You should continue monitoring the bitches temperature daily to detect any increase over 39.5 degrees Celsius that could indicate an infection. Also monitor her vulval discharge colour and smell as mentioned earlier to detect evidence of metritis (uterine infection) as well as checking her mammary glands for mastitis, where one or more will become red, swollen, painful and on expression you'll see discoloured thickened milk. All these are indicators that a vet visit is urgently required to at least start antibiotics and possibly start supplementary feeding of pups.

You'll have already started twice daily Calcium supplementation for the bitch. If you are unlucky and the bitch develops signs of hypocalcaemia (milk fever or eclampsia) then you need to give say a double dose of calcium syrup orally while phoning the vet for further advice. Often more calcium needs to be given via intravenous or subcutaneous injection, depending on the preparation the vet stocks. Often you will need to start supplementary feeding of pups to decrease the calcium requirements of the bitch and this is usually best achieved by tube feeding.

Tube feeding pups in usually bigger litters that are failing to gain weight, or when bitches have metritis and /or mastitis or eclampsia and is best done with a 5 French gauge feeding tube. There are numerous really good videos on the internet describing how to do it and you can refer to these or even better, get your vet to show you how to measure the length of tube to be inserted and how to pass the tube and calculate how much milk replacer to administer. Tube feeding is not without some risk where milk can enter the pups lungs if the tube is passed into the windpipe rather than the oesophagus or if the pup is overfed which can cause a fatal pneumonia.

Whelping box temperature can gradually be reduced over the month. If the bitch is refusing to stay in the box for long and the pups are always at the periphery of the box then it is usually an indication to reduce the heating.

Hind dew claws? Your vet can remove these if they are present at about 3 days of age. Some breeders like to remove front dew claws but I think the less trauma we inflict on pups will mean reduced stress and improved survival rates. Fortunately, tail docking has been illegal throughout Australia for several years now. Yes, that's my personal opinion!

Worm puppies fortnightly from 2 weeks of age with a syrup initially, until 12 weeks of age and then the frequency can be reduced to every one to three months. When the pups are big enough to swallow a small tablet then make the switch from puppy worming syrup to a small all-worming tablet, e.g. drontal tablets for pups and small dogs. All pups are born with a worm burden no matter how good your parasite control measures are!

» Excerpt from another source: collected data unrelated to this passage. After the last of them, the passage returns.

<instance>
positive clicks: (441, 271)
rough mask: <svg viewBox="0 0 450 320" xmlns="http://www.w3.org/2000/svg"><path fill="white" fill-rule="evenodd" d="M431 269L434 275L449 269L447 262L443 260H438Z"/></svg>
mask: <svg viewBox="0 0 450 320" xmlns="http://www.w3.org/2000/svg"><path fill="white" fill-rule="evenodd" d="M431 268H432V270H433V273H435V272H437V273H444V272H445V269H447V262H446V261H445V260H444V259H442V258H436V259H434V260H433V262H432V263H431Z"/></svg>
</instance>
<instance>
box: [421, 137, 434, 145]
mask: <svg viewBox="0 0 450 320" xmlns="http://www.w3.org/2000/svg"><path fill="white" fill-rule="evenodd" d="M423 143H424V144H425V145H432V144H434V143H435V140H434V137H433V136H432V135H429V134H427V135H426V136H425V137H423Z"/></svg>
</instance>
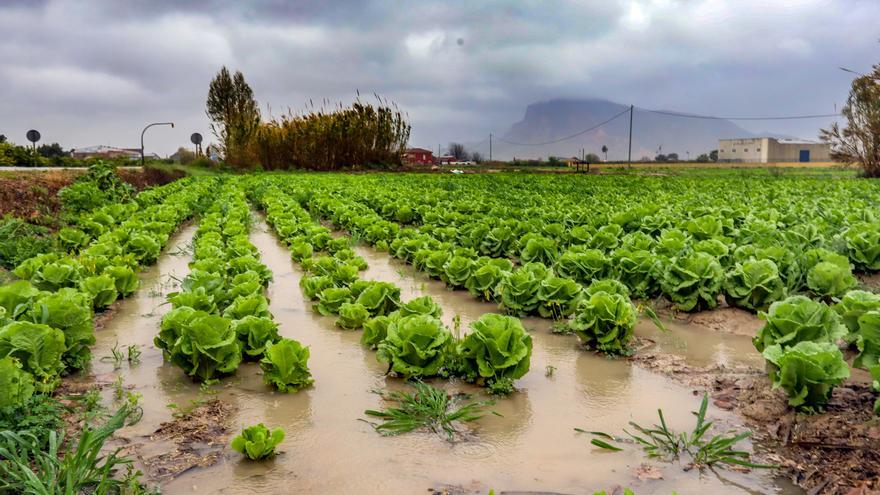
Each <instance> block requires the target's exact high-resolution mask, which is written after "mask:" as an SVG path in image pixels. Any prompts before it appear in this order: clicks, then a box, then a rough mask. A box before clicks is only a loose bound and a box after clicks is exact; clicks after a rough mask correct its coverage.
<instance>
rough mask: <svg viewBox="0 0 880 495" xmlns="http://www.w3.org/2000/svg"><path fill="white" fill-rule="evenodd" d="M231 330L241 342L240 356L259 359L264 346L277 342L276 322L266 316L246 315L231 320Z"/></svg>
mask: <svg viewBox="0 0 880 495" xmlns="http://www.w3.org/2000/svg"><path fill="white" fill-rule="evenodd" d="M232 330H233V331H234V332H235V334H236V335H238V341H239V342H241V351H242V353H243V355H242V357H243V358H245V359H248V358H251V359H259V358H260V356H262V355H263V354H264V352H265V351H266V347H267V346H269V345H271V344H272V343H273V342H277V341H278V339H280V338H281V337H280V336H279V335H278V324H277V323H275V322H274V321H273V320H272V318H269V317H266V316H253V315H248V316H245V317H243V318H240V319H237V320H233V321H232Z"/></svg>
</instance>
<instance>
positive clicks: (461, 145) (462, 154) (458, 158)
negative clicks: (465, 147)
mask: <svg viewBox="0 0 880 495" xmlns="http://www.w3.org/2000/svg"><path fill="white" fill-rule="evenodd" d="M449 154H450V155H452V157H453V158H455V161H457V162H460V161H464V160H467V150H466V149H465V147H464V145H463V144H461V143H449Z"/></svg>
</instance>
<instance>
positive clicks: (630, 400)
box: [96, 222, 787, 494]
mask: <svg viewBox="0 0 880 495" xmlns="http://www.w3.org/2000/svg"><path fill="white" fill-rule="evenodd" d="M182 238H185V234H184V235H183V236H182ZM251 239H252V242H253V243H254V244H255V245H256V246H257V247H258V248H259V249H260V251H261V252H262V254H263V262H264V263H265V264H266V265H267V266H268V267H269V268H270V269H271V270H272V271H273V273H274V275H275V280H274V282H273V283H272V284H271V285H270V287H269V290H268V296H269V297H270V299H271V307H270V310H271V311H272V313H273V314H274V315H275V318H276V320H277V321H278V322H279V324H280V326H281V333H282V334H283V335H284V336H287V337H292V338H296V339H297V340H299V341H301V342H302V343H304V344H306V345H308V346H310V348H311V359H310V361H309V365H310V368H311V370H312V374H313V376H314V378H315V386H314V387H313V388H310V389H307V390H304V391H301V392H299V393H296V394H279V393H274V392H272V391H271V390H270V389H269V388H268V387H266V386H265V385H264V384H263V383H262V381H261V377H260V376H259V373H258V369H257V367H256V366H254V365H244V366H242V367H241V368H240V369H239V372H238V374H237V376H236V377H234V378H231V379H227V380H225V381H224V382H223V383H222V384H221V385H220V386H218V387H216V388H219V389H220V393H219V397H220V398H221V399H223V400H225V401H228V402H230V403H232V404H233V405H234V406H236V407H237V412H236V414H235V418H234V423H235V427H236V428H240V427H243V426H245V425H251V424H255V423H257V422H264V423H266V424H267V425H269V426H271V427H282V428H284V430H285V431H286V433H287V438H286V439H285V441H284V443H283V444H282V450H283V451H284V453H283V454H281V455H280V456H279V457H277V458H276V459H275V460H274V461H270V462H266V463H252V462H247V461H243V460H241V459H240V457H239V456H238V455H236V454H234V453H232V452H230V453H229V455H227V456H226V457H225V458H224V459H223V460H222V461H221V462H220V463H219V464H216V465H214V466H212V467H208V468H203V469H198V470H192V471H189V472H187V473H185V474H183V475H182V476H180V477H179V478H177V479H175V480H173V481H170V482H167V483H164V484H163V486H162V489H163V493H172V494H173V493H231V494H245V493H271V494H274V493H278V494H281V493H330V494H336V493H340V494H343V493H346V494H347V493H360V494H413V493H427V490H428V489H429V488H437V487H442V486H444V485H455V486H459V487H463V488H464V492H463V493H479V494H485V493H488V491H489V489H490V488H494V489H495V491H496V493H499V492H500V491H502V490H536V491H537V490H543V491H551V492H560V493H571V494H575V493H577V494H581V493H589V494H591V493H593V491H595V490H600V489H607V488H610V487H612V486H614V485H618V484H623V485H626V486H630V487H632V488H633V489H634V490H635V491H636V493H640V494H642V493H665V494H668V493H671V492H672V491H673V490H676V491H678V493H713V494H714V493H719V494H725V493H781V490H782V489H781V488H780V487H779V485H776V484H774V482H773V480H772V479H770V477H769V476H768V475H767V474H766V473H751V474H739V473H724V475H725V477H726V478H727V480H722V479H720V478H718V477H715V476H714V475H711V474H710V475H705V476H704V477H702V478H701V477H699V475H698V474H697V473H693V472H690V473H685V472H683V471H682V470H681V468H680V467H679V466H677V465H666V464H659V463H655V465H656V466H657V467H658V468H659V469H660V470H661V472H662V475H663V479H661V480H651V481H648V480H645V481H641V480H638V479H637V478H635V477H634V475H633V471H634V469H635V468H636V467H637V466H639V464H641V463H643V462H646V458H645V457H644V456H643V455H642V454H640V453H639V452H637V451H635V450H634V449H631V448H629V449H626V450H625V451H624V452H619V453H608V452H603V451H599V450H597V449H595V448H593V447H591V446H590V444H589V438H588V437H586V436H583V435H580V434H578V433H576V432H574V431H573V428H574V427H582V428H586V429H595V430H605V431H609V432H619V431H620V430H621V428H624V427H626V423H627V421H629V420H634V421H638V422H643V423H650V422H653V421H654V420H655V415H656V409H657V408H658V407H660V408H663V410H664V412H665V413H666V417H667V418H669V420H670V423H671V426H672V427H674V428H679V429H684V428H686V427H688V426H690V425H692V419H691V418H692V416H691V415H690V414H689V411H691V410H694V409H696V408H697V406H698V402H699V400H698V398H696V397H695V396H694V395H693V394H692V392H691V391H690V390H688V389H686V388H683V387H681V386H678V385H676V384H674V383H672V382H670V381H668V380H666V379H664V378H662V377H660V376H658V375H656V374H652V373H650V372H647V371H644V370H641V369H639V368H636V367H633V366H631V365H629V364H628V363H626V362H625V361H617V360H609V359H606V358H603V357H600V356H596V355H594V354H591V353H587V352H585V351H583V350H581V349H580V348H579V347H578V345H577V339H576V338H574V337H572V336H557V335H553V334H551V333H550V332H549V329H548V327H547V323H546V322H545V321H544V320H540V319H529V320H527V321H526V325H527V326H528V327H530V328H531V329H533V330H534V331H533V332H532V334H533V338H534V352H533V356H532V370H531V372H530V373H529V374H527V375H526V376H525V377H524V378H523V379H521V380H519V382H518V383H517V385H518V387H519V388H520V391H519V392H517V393H515V394H514V395H512V396H511V397H509V398H506V399H501V400H499V401H498V403H497V404H496V405H495V406H494V407H493V409H494V410H495V411H497V412H498V413H499V414H501V415H502V416H501V417H497V416H493V415H490V416H487V417H486V418H484V419H482V420H480V421H478V422H477V423H476V424H475V425H474V426H473V428H472V433H473V435H474V440H472V441H468V442H461V443H458V444H455V445H450V444H448V443H447V442H445V441H444V440H442V439H440V438H438V437H437V436H435V435H433V434H428V433H417V434H410V435H404V436H400V437H387V438H386V437H381V436H379V435H378V434H376V433H375V432H374V431H373V430H372V428H371V427H370V426H369V425H368V424H366V423H364V422H362V421H359V420H358V419H359V418H363V417H364V416H363V411H364V410H365V409H375V408H379V407H381V404H380V401H379V399H378V397H377V396H376V395H375V394H373V393H371V392H370V391H371V389H375V388H385V387H388V388H394V389H400V388H402V387H403V385H402V384H401V383H400V381H399V380H394V379H386V378H385V377H384V375H383V373H384V371H385V366H383V365H382V364H380V363H378V362H377V361H376V359H375V353H373V352H372V351H369V350H366V349H364V348H362V347H361V345H360V343H359V338H360V334H359V332H353V331H345V330H341V329H339V328H337V327H335V326H334V319H333V318H330V317H321V316H318V315H316V314H314V313H312V312H311V310H310V303H308V302H306V301H304V300H303V297H302V294H301V292H300V290H299V287H298V282H299V279H300V276H301V274H300V272H299V270H298V269H297V268H296V267H295V265H294V264H293V263H292V262H291V261H290V259H289V255H288V252H287V250H286V249H285V247H284V246H283V245H281V244H280V243H278V242H277V241H276V239H275V238H274V237H273V236H272V235H271V234H270V233H269V232H267V231H266V228H265V224H263V223H262V222H260V223H258V225H257V228H256V230H255V232H254V233H253V234H252V236H251ZM359 251H360V253H361V254H362V255H363V256H364V257H365V258H366V259H367V261H368V263H370V269H369V270H368V271H367V272H366V274H365V277H366V278H372V279H378V280H389V281H393V282H395V283H396V284H397V285H398V286H400V287H401V288H402V289H403V297H404V299H409V298H411V297H415V296H417V295H421V294H430V295H431V296H433V297H435V299H436V300H437V301H438V303H439V304H441V306H442V307H443V310H444V319H445V321H446V322H447V323H448V324H450V325H451V323H452V317H453V316H454V315H456V314H458V315H460V316H461V319H462V323H463V327H465V328H466V327H467V324H468V323H469V322H470V321H473V320H474V319H476V318H478V317H479V316H480V315H482V314H483V313H486V312H489V311H492V310H493V309H494V308H493V306H492V305H490V304H485V303H479V302H477V301H475V300H474V299H472V298H471V297H470V296H469V295H468V294H466V293H463V292H451V291H447V290H446V289H445V288H444V287H443V286H442V284H440V283H439V282H434V281H429V280H425V279H423V278H421V276H420V275H418V274H415V275H413V274H412V272H409V273H407V272H406V270H407V267H405V266H404V265H401V264H399V263H398V262H396V261H394V260H390V259H389V258H388V257H387V255H385V254H382V253H377V252H373V251H371V250H369V249H365V248H364V249H361V248H359ZM185 265H186V259H174V258H169V257H166V258H163V260H162V262H160V265H159V267H158V269H156V270H154V271H155V272H156V273H155V274H150V275H149V276H148V277H147V278H152V281H153V283H155V281H158V280H161V277H162V275H164V274H165V273H168V272H175V273H176V274H177V276H180V275H181V274H182V273H181V272H183V273H185V271H186V266H185ZM399 270H400V273H398V271H399ZM147 282H148V281H147ZM146 290H148V287H147V283H146V282H145V289H144V290H143V291H141V293H144V291H146ZM139 299H143V300H142V301H141V302H138V300H139ZM161 301H164V299H163V298H158V299H157V298H153V299H150V298H148V297H147V296H146V295H143V296H139V297H138V298H135V299H132V300H131V301H130V302H131V304H130V306H131V307H125V308H121V313H122V314H120V315H119V318H117V319H116V320H114V321H113V322H112V323H111V324H110V325H108V327H107V328H106V329H105V330H103V331H102V332H101V335H100V336H99V340H100V342H99V347H101V348H104V349H107V348H109V346H112V344H113V342H114V341H115V340H116V338H117V336H118V338H119V342H120V343H125V344H128V343H131V342H135V343H143V344H149V343H150V342H151V340H152V337H153V336H154V335H155V333H156V331H157V329H158V319H159V317H158V316H156V315H154V316H150V317H142V316H141V314H144V313H148V312H151V311H152V312H154V313H158V312H160V311H162V309H161V308H160V309H159V310H158V311H156V310H155V308H154V306H155V304H156V303H158V302H161ZM681 338H682V340H685V341H687V340H688V339H689V338H690V337H689V336H686V335H682V336H681ZM706 338H707V339H709V337H706ZM710 340H711V339H710ZM710 340H707V341H705V342H702V343H701V344H700V345H699V346H698V347H705V346H707V345H709V343H711V342H710ZM149 345H150V347H149V348H145V352H144V356H143V358H142V363H141V364H140V365H139V366H137V367H135V368H132V369H129V368H128V367H127V366H124V367H123V368H122V369H121V370H119V373H121V374H122V375H123V376H124V377H125V381H126V383H128V384H132V385H134V386H135V387H136V389H137V390H138V391H140V392H141V393H143V394H144V396H145V397H146V403H147V406H146V414H145V417H144V420H143V421H142V422H141V424H139V425H137V426H135V427H134V431H128V432H125V433H126V434H127V435H131V436H133V437H136V436H137V435H142V434H143V433H145V432H148V431H151V429H152V428H154V427H155V425H156V424H158V423H159V422H161V421H166V420H168V419H169V418H170V413H169V411H168V410H167V409H166V408H165V407H164V405H165V404H167V403H168V402H177V403H185V402H186V401H188V400H189V399H192V398H195V397H197V393H198V388H197V387H196V386H195V385H192V384H190V383H189V381H188V380H187V379H186V378H185V377H184V376H183V374H182V372H180V370H177V369H175V368H173V367H171V366H170V365H166V364H163V363H162V360H161V354H160V353H159V352H158V351H157V350H156V349H155V348H153V347H152V345H151V344H149ZM692 347H694V346H690V345H689V346H685V349H684V351H683V352H684V353H685V354H687V353H689V352H690V353H691V354H689V355H693V356H694V358H695V359H720V357H719V356H721V354H720V353H719V352H717V351H713V352H708V353H702V354H697V353H695V352H693V351H691V349H692ZM716 347H717V346H716ZM701 352H702V351H701ZM96 355H101V352H100V351H96ZM727 355H728V356H732V357H729V359H737V358H736V357H735V356H737V355H738V354H737V351H736V350H730V351H727ZM701 356H703V357H701ZM102 364H103V363H102ZM550 366H552V374H548V373H547V369H548V367H550ZM110 368H112V367H110ZM104 370H105V371H110V370H109V369H107V368H104ZM436 384H437V385H441V386H444V387H447V388H449V389H455V390H466V391H469V392H474V393H475V394H476V396H477V397H478V398H481V397H483V396H482V395H481V392H480V391H479V390H477V389H474V388H472V387H469V386H467V385H465V384H461V383H453V384H449V383H447V382H444V381H438V382H436ZM711 415H712V416H713V417H714V418H717V419H720V420H722V421H724V422H733V418H732V417H730V416H729V415H726V414H725V413H723V412H721V411H715V410H712V411H711ZM156 448H157V449H158V448H161V446H157V447H156ZM786 493H787V491H786Z"/></svg>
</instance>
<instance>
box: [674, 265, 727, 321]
mask: <svg viewBox="0 0 880 495" xmlns="http://www.w3.org/2000/svg"><path fill="white" fill-rule="evenodd" d="M723 281H724V270H723V269H722V268H721V264H720V263H718V260H716V259H715V257H714V256H712V255H710V254H706V253H699V252H693V253H690V254H686V255H682V256H679V257H675V258H672V259H671V260H669V263H668V265H667V266H666V270H665V272H664V273H663V278H662V279H661V280H660V287H661V288H662V290H663V292H664V293H665V294H666V295H667V296H669V298H670V299H671V300H672V302H673V303H675V306H676V307H677V308H678V309H680V310H682V311H695V310H699V309H704V308H714V307H715V306H717V305H718V301H717V298H718V294H720V293H721V284H722V282H723Z"/></svg>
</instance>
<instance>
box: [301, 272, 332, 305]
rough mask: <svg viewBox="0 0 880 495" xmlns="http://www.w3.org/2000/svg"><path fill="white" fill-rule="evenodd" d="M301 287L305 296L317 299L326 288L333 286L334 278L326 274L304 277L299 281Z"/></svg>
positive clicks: (312, 300) (329, 287)
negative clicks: (333, 279) (331, 278)
mask: <svg viewBox="0 0 880 495" xmlns="http://www.w3.org/2000/svg"><path fill="white" fill-rule="evenodd" d="M299 287H300V289H302V291H303V295H304V296H306V297H307V298H309V299H311V300H312V301H315V300H317V299H318V294H320V293H321V292H322V291H323V290H324V289H329V288H330V287H333V279H331V278H330V277H328V276H326V275H315V276H312V277H303V278H301V279H300V281H299Z"/></svg>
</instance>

Weaning can usually begin from 3 weeks of age when puppies begin to lap. Offer goat milk or a milk substitute (e.g. Divetalac or Animalac) initially and later mix with minced chicken or beef and then canned puppy food, puppy loaf or even rehydratable puppy food, e.g. Advance Rehydratable Puppy Food. Cows milk will usually cause gastric upsets and should be avoided. By 5 weeks of age the puppies should be capable of eating several small meals daily of mainly a balanced soft puppy food perhaps with some added goat milk. You can add a small dry puppy kibble or just gradually stop adding water to the rehydratable puppy food. Often you need to keep mother away from the pups for an hour or more at a time to give pups more opportunity to eat their own rations if mother insists on eating theirs before her own!